Diğer taraftan burada tanımlamaya çalıştığım sorunun daha az üstünde durulan bir yanını da dile getirmek gerekiyor; sosyalistlerin “diğer” kitabı okuma konusundaki isteksizlikleri. Alman İdeolojisini özetinin özetinden okuyup anlamaya çalışanların Feuerbach’a ait bir okuma yapmalarını beklemek duruma karşı bir haksızlık olur! (Okunması gerekiyor mu; bu ayrı bir tartışma konusu. Ancak en azından varlığından haberinin olunması gerekiyor, en azından bu “haberdar olma durumunun” engellenmemesi, sansürlenmemesi gerekiyor.)
Yıllar yıllar önce, henüz kendimi hala sosyalist olarak tanımladığım ya da öyle sandığım “çağlarda” derin ideolojik bilgisiyle ünlenmiş ve aynı derinlikte felsefi bakışlara sahip olduğuna müritlerini inandırmış bir devrimci sosyalist abimize “Ludwig Feuerbach, Hıristiyanlığın Özü’nde epistemolojik bir bakışla etik konusunda oldukça pragmatik bir yaklaşım sergilemiyor mu” diye sorduğumu anımsıyorum, naçizane küçük burjuva eklektik ideolojik kurgumla! Aldığım yanıt son derece öğretici olduğu için mutlaka paylaşmak zorundayım: “Ludwig Feuerbach mı, o kim?”
Burada tekrar ediyorum, mutlaka “onlarında” –Anti’lerin- okunması gerektiğini iddia etmiyorum; zaten gördüklerimden, yaşadıklarımdan bilmelerinin dahi imkânsız olduğunu düşünüyorum. Yalnız bu türden okuma zafiyetlerinin yol açtığı durumların nedenini sorgularken dile getirilmeleri gerekli. İşte bu nedenledir ki “din halkın afyonudur” aforizmasının da alabildiğine eksik yorumlandığını düşünüyorum. Yanlış yorumla eksik yorum arasında, söz konusu olan “ideoloji” ise yanlış yorum lehine de bir fark olduğunu ara not olarak belirtmek zorunlu.
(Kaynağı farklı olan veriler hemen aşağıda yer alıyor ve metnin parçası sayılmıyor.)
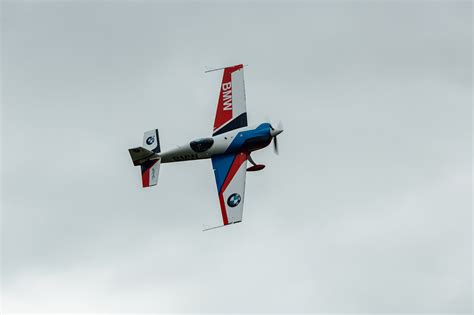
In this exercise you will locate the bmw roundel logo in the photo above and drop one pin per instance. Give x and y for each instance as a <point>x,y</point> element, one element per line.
<point>233,200</point>
<point>150,140</point>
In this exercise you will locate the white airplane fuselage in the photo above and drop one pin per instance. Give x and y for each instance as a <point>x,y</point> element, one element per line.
<point>245,139</point>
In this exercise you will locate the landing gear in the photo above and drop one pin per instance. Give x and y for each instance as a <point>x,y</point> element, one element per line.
<point>255,167</point>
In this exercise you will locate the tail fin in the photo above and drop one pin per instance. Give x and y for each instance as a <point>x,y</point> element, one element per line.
<point>147,157</point>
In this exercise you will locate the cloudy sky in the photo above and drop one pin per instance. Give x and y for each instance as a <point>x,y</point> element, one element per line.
<point>366,209</point>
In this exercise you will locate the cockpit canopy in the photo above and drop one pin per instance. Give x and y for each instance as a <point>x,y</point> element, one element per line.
<point>201,145</point>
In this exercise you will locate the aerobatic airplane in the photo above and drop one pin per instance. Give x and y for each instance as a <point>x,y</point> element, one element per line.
<point>229,148</point>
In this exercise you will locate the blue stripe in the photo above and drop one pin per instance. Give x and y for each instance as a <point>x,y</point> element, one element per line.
<point>241,137</point>
<point>221,165</point>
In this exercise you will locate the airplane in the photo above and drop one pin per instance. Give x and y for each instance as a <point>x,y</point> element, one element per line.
<point>229,148</point>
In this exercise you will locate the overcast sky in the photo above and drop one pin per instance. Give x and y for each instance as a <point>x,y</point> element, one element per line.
<point>366,209</point>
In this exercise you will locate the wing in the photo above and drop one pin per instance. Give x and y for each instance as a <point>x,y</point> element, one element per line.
<point>231,109</point>
<point>230,171</point>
Gelinen nokta itibariyle –sosyalist ağabeylerinizin, ablalarınızın, amcalarınızın, teyzelerinizin geldiği noktadan bahsediyorum- din, en azından ülkemiz pratiğinde halkın olduğu kadar sosyalistlerin de afyonu olmuş durumda. Aforizmaya bir yanlış okuma notu da ben düşmek ve bir hipotezle bu yanlışımı taçlandırmak istiyorum “Din sosyalist aydınların da afyonudur.”
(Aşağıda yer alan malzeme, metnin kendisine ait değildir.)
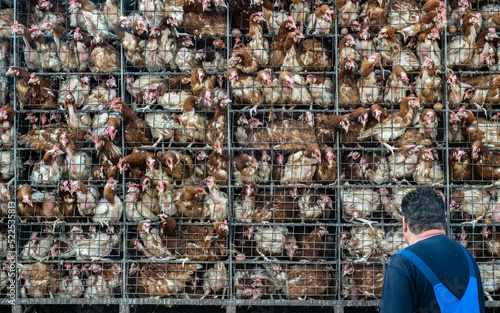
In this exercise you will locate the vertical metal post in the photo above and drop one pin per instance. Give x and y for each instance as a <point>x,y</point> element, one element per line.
<point>124,306</point>
<point>338,205</point>
<point>16,308</point>
<point>230,308</point>
<point>444,62</point>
Yine yanlış bir soruyla devam edilebilir; hala “demokrasi” tanımı üzerinden siyaset yapanların ve “reel politik” olarak da tanımlayarak bu aşağılık ve geri duruşlarına meşruiyet kazandırmaya çalışanların olduğu; hala “kültür” üzerinden yalnızca siyaset/politika değil ideolojide kurgulamaya çalışarak sosyalistlikte pabucu kimseye kaptırmayanların olduğu bir çağda Felsefenin Sefaleti’nden önce Sefaletin Felsefesi’nin farkına varılması gerekmiyor mu sizce? Ve fazlaca iyimser bir soru daha: Farklı başlangıçlarla bu “ideolojik” ve ahlaki çürümenin önü alınabilir mi. Ben bu bağlamda toptan bir reddedişten çok toptan bir yok edişin çok daha faydalı sonuçlar doğuracağını düşünüyorum.
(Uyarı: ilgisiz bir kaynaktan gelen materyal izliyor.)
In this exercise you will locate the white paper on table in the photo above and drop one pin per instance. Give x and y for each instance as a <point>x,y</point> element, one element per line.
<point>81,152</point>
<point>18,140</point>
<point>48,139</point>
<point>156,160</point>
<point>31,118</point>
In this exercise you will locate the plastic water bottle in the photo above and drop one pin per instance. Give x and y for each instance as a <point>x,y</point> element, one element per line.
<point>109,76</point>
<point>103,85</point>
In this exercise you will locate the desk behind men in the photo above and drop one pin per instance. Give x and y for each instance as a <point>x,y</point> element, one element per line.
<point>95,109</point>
din sosyalist aydınımızın afyonudur
On yıllardan bu yana kendisini “sosyalist aydın” olarak tanımlayan ya da çevrede bu şekilde tanımlanıyor olmaya itirazı olmayanların büyük bir çoğunluğunun “demokrasi” ve “gerçekçi politika” –siyaseten doğruculuk!- argümanlarının arkasına saklanarak sergiledikleri duruş ya da duruşsuzluk hali ve “gidişat” denen şey dikkate alındığında düşük ve düşkün bir görüntünün sergilendiğini düşünüyorum. “Sosyalist aydın” denen güruhun temel ideolojisinin sosyalizm değil pragmatizm olduğunu cesaretle dile getirip yüzleşelim bu gerçekle. Hatta “pragmatizm” tanımının da –ve jargonumuzda yer alan hiçbir hakaretin- durumu aslında açıklamaya yetmediğini söyleyip sergilenen tablo için yeni bir izm arayışına girişelim!
Olmamışlık-olamamışlık söz konusu. Bir düşüklük ve bir düşkünlük söz konusu. Arınalım, arınmalısınız. Bu gerçekle yüzleşelim; yüzleşerek arınalım. Bu zorunluluğu cesaretle üstlenelim. Bu cesaret gösterilirse gerisi kuşkusuz daha kolay gelecektir, bundan emin olalım.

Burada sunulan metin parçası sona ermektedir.